Das war aber auch der einzige Wechsel in dem stummen Einerlei des abgelegenen Hofes. Allein gab es denn nicht noch ein anderes bedeutsames und schöpferisches Moment in diesem jungen Leben – die Kunst? Wie dämmerte zuerst ihre Ahnung auf, wie zeigten sich ihre ersten Regungen im stillen?

Der Franzl hatte noch nie das Wort gehört und noch kein anderes Bild gesehen, als die paar Heiligenbilder in Stube, Haus und Kirche, aber dennoch tastete die innere Gestaltungskraft unbewußt nach ihrem Ziele. Aus den Kartoffeln, die er vom Herde nahm, schnitzelte er menschliche Gesichter; aus dem Teig, der im Backtrog lag, knetete er die abenteuerlichsten Figuren und in die leeren Blätter des Bauernkalenders kritzelte er Roß und Rind, wie er sie draußen am Brunnen gesehen. Allein er hatte weder Vorlagen noch Unterricht. Nur einmal erhaschte er einen österreichischen Guldenzettel und kopierte ihn so getreu, daß die kaiserlichen »Finanzer« (wie man in Tirol sagt) beinahe wegen Banknotenfälschung interpellierten!

Dies Experiment war nicht ermunternd; keine führende Hand, kein scharfes Auge kam dem schlummernden Talent entgegen und wenn auch der Herr Pfarrer von Dölsach gelegentlich mit dem Vater sprach, so schüttelte dieser trotzig den Kopf und sah hinaus über Feld und Wald. Das war das richtige Erbteil für seinen Buben.

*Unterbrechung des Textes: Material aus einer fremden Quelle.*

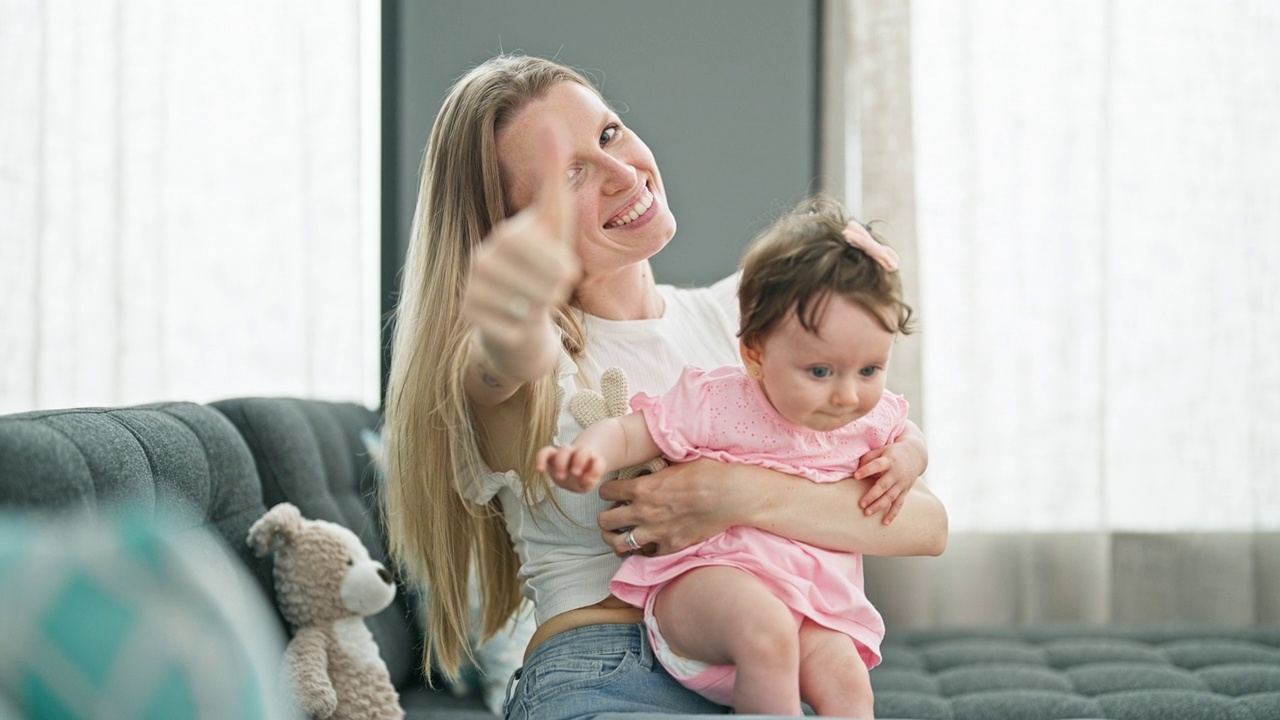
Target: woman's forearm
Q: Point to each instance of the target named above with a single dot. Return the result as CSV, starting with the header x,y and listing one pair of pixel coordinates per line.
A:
x,y
689,502
828,515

Mit fünfzehn Jahren war Defregger vollständig erwachsen, und nun war die Idylle vorüber, nun galt es die harte, schwere Arbeit des Bauers. Aber auch die ganze »Lustbarkeit«, die in diesem Dasein liegt, ward nunmehr wach, um ihn war eine Schar von fröhlichen Kameraden und zu sechst und siebent zogen sie in lauer Mondennacht in die benachbarten Dörfer zum »Gasselgehn«, wo die alten fröhlichen Reime klangen. Und doch – in all' der kernigen Lebensfrische ging ein wundersamer idealer Zug durch die Tiefen seiner Natur; wenn er die Glocken des Dorfes hörte, wo sein Schatz daheim war – von fern, fast eine Meile weit – dann durchrieselte es ihn leise, die zartere Welt in seiner Seele regte sich, ehe er wußte, daß er sie besaß. Dennoch wäre es unrichtig, wenn wir uns etwa den jugendfrischen Defregger als Träumer dächten, den das Erwachen seiner künstlerischen Kraft und die Gebundenheit seines äußeren Daseins bedrängte. Kein Gefühl des Nichtverstandenseins bedrückte ihn, kein innerer Konflikt entfremdete ihn den Genossen, auch hier zeigt seine Persönlichkeit ihre ganze herzgesunde Unantastbarkeit, die noch heute der Grundton seines Wesens ist.

Es schien ihm selbstverständlich, daß es jetzt, wo er ganz in der harten vollen Arbeit steckte, mit dem Zeichnen vorbei war; die Kirche von Dölsach war damals abgebrannt und die einzelnen Bauern trugen zum Aufbau Holz und Steine herbei. Auch er half mit, er ahnte es nicht, daß er dereinst derselben kleinen Kirche das herrliche Altarblatt bringen werde, welches jetzt ihren Schatz bildet.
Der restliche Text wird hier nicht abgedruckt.